How to use illustrations in your presentations
Illustrations, to be honest, have existed for a very long time. But recently they’re not only used by professional designers, these assets are easily available on multiple sites on the internet. What I mean is, even if you’re a DIY presentation designer, you’re in luck. You can make your slides look pretty using an art form that always wins hearts
If you’re not aware of what I’m talking about. This is what they look like…
These art forms are either available in stock or if you’re willing to spend higher budgets, these can be tailor-made for your brand and presentations.
What’s so special about them?
Illustrations add personality to words. When designers work on text-heavy projects, illustrations become especially important. For instance, brochures and magazines are filled with text. Designers can take what is in the copy and make visual representations to balance out the text. Especially in today’s fast-paced world, people read for headlines and bullet points. If you can design an illustration that helps portray the big idea of the piece, it will help grab attention and ensure a reader retains something from the piece.
As you can see, they’re trendy, playful, fun, and casual. Some big brands use them too, for example, Etsy, Asana, Salesforce, etc. They create an instant rapport with the audience & make you come across as a friendly brand.
But, there are some downsides too!
If you use them at the wrong place at the wrong time, you may come across as cheesy & foolish. Hence, using them right is super important.
In this article, you’ll learn some guidelines to follow while you use them. As we’re a presentation design agency, we’ll teach you how to use, edit & place them in your presentations.
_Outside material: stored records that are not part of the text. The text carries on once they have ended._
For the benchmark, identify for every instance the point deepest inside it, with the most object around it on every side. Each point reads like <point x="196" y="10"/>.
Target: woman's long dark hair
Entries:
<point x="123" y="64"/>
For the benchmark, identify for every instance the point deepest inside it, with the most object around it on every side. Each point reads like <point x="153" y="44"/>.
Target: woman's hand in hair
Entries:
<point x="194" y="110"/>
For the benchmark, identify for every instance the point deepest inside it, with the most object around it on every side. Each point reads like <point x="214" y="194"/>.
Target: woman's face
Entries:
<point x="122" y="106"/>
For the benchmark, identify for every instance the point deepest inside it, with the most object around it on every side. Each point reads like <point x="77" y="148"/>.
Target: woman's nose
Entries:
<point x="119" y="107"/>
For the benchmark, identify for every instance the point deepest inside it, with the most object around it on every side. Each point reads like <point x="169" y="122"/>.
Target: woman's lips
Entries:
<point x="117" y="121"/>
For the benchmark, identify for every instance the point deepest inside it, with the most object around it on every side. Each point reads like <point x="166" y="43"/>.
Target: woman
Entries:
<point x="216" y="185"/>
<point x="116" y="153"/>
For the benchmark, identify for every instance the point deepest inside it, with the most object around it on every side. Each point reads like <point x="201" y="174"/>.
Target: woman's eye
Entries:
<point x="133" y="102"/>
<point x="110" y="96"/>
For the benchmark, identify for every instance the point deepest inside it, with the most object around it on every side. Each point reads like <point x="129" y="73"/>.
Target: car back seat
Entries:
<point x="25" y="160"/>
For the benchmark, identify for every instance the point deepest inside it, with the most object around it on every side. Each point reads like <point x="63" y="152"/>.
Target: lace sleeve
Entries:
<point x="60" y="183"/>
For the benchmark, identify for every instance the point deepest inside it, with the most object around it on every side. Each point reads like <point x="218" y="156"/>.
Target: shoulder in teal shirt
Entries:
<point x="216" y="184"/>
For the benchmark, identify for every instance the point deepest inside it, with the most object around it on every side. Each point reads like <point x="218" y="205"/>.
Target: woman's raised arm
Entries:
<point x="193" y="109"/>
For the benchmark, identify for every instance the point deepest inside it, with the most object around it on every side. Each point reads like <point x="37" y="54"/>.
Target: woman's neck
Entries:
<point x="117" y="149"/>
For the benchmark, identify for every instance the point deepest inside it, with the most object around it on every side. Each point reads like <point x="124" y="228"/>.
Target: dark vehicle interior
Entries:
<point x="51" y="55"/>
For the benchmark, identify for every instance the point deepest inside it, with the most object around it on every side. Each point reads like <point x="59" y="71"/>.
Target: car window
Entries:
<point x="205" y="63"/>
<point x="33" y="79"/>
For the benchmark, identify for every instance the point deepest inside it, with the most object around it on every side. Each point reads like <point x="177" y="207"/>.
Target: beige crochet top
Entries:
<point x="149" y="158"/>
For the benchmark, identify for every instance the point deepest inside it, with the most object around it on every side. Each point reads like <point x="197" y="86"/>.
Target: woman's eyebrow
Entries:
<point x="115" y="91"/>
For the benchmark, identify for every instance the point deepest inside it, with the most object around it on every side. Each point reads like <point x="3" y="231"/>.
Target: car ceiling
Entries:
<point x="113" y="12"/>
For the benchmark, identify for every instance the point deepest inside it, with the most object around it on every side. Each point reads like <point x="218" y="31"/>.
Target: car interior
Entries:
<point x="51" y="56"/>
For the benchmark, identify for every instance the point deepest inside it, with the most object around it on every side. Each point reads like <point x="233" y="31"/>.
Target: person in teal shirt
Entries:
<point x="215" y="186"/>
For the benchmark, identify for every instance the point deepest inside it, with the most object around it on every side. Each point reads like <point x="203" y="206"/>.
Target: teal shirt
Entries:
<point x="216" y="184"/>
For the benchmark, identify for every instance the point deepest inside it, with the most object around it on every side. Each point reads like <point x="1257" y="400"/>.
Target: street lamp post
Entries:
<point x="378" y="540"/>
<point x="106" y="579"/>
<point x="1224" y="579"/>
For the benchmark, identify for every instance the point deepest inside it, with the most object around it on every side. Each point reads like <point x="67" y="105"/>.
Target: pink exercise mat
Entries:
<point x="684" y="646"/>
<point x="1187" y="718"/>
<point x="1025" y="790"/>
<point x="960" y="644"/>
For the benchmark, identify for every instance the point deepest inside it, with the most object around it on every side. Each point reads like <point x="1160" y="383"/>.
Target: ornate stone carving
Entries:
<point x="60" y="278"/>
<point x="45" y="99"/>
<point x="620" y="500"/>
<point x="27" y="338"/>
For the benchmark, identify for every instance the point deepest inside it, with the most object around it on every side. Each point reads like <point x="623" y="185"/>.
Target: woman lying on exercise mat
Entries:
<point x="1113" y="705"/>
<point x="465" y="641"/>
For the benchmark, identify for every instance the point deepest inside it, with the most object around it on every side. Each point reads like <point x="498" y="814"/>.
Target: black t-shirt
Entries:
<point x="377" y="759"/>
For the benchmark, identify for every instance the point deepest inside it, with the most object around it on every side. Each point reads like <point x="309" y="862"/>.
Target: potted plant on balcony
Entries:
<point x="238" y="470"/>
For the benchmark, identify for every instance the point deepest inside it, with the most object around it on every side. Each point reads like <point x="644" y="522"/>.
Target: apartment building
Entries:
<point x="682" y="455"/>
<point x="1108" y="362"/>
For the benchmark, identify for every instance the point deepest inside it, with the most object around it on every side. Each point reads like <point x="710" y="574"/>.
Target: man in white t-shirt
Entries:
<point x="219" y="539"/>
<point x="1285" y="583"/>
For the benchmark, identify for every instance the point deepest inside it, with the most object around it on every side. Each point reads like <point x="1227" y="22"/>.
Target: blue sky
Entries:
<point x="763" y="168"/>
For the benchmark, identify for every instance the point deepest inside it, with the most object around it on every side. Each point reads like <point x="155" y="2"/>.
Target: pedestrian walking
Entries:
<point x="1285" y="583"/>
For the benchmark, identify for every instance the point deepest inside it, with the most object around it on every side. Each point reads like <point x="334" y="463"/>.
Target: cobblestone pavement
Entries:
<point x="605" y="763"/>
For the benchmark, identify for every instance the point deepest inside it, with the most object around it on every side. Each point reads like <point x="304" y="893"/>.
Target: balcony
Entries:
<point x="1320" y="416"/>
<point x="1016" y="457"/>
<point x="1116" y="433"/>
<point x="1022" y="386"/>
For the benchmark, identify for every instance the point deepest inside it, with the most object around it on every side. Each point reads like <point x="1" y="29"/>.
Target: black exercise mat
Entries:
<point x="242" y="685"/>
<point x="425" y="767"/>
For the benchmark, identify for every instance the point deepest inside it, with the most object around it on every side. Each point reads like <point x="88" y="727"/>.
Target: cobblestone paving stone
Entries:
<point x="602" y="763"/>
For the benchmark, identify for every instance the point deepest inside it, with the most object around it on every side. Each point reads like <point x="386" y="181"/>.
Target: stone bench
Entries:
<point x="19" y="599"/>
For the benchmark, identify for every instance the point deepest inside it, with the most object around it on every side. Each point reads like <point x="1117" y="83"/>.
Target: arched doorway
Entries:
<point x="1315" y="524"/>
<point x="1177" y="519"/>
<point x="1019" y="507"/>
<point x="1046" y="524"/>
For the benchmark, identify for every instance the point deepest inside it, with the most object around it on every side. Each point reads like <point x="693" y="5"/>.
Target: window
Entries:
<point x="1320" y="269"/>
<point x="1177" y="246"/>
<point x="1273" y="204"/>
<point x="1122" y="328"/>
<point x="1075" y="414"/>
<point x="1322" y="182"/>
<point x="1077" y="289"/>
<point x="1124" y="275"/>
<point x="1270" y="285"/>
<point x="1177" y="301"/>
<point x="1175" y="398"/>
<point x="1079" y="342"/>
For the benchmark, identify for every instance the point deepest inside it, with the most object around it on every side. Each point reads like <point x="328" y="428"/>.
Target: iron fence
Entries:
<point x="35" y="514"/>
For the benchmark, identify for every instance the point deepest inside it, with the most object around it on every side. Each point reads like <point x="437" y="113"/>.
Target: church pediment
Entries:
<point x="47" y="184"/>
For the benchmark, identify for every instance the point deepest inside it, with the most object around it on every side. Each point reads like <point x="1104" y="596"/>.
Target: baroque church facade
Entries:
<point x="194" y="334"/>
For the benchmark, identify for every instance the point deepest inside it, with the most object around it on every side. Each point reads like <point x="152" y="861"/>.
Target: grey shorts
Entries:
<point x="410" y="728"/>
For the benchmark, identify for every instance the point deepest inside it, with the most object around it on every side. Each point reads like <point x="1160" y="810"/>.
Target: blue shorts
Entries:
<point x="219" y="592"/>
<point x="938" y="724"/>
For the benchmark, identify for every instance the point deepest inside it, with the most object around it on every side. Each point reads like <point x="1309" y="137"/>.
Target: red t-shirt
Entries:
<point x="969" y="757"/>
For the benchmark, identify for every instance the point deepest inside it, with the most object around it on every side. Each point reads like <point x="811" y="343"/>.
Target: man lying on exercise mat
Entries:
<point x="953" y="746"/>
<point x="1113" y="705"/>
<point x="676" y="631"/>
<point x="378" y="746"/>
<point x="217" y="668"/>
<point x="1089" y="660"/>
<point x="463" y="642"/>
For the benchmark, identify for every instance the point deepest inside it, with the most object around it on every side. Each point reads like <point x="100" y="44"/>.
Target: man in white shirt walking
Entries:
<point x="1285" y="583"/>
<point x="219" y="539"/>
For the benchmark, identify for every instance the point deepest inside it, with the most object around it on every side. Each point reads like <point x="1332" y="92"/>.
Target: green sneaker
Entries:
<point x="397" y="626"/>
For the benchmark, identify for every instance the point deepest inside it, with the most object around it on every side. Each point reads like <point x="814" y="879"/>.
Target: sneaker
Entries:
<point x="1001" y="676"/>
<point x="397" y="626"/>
Rule 1: Get the right format
Even though PowerPoint is quite flexible and supports multiple file formats, keep in mind that always use the .svg file format for icons & illustrations. This will help you separate & edit the singular elements of the asset to your choice.
Some illustration sites do allow you to edit the color of your illustrations, but they don’t allow you to choose individual elements. For example, if you’d like to change just the tree color in your illustration, using the platform won’t do you any good. However, you can do that in PowerPoint.
Rule 2: Manage the size
The illustrations are always nice looking. In fact, you can like them so much that you end up covering your entire slide with them. I’ve been there! But remember it’s just a visual to complement your presentation message.
You don’t have to make it too small, just check if there’s enough eye-resting space on the slide. If it passes this test, you’re good to go.
Rule 3: Don’t overuse
I know there are some templates on the internet, even on Canva, where the illustrations are used on every slide. That’s a bad idea!
If you overuse them across your PowerPoint presentation, it loses its powers of persuasion and looks hideous. What’s the most amount of times you can use them? Using them in alternate slides would be the maximum. That’s it. Anything more than that is crossing the thin line between design & ugly.
Rule 4: Use in combination
You’ve probably never thought about this, but consciously or subconsciously, people know what a lazy PowerPoint design is. Imagine being the audience for a minute, now imagine there’s someone pitching to you with just a big block of illustration on one side of the slide & text on another side.
What would you think? You’d think the person didn’t bother. To avoid a lazy look, merge the illustration into a layout with different colors (either contrast or shade), and add a decorated title & body to the text. This is very basic or the least you can do about it.
Rule No 5: See if they align with brand personality
As awesome as this art form is, it’s not for everyone. If your brand’s personality isn’t playful, casual, or easy-going, don’t try to build presentations with illustrations. A lot depends on the audience too.
For example, most big management consulting firms across the world follow stringent presentation design guidelines that are too corporate and serious. If you use illustrations with such a tough crowd, they’ll be seen as nothing more than “cartoon characters”.
Good for visual storytelling…
All in all, we at Ink Narrates look at illustrations as one of the most important tools for visual storytelling. The best thing about them is, they could be animated too. So if you feel like the static image isn’t enough to propose your value, you can use a combination of morph & transition animations in your PowerPoint presentations.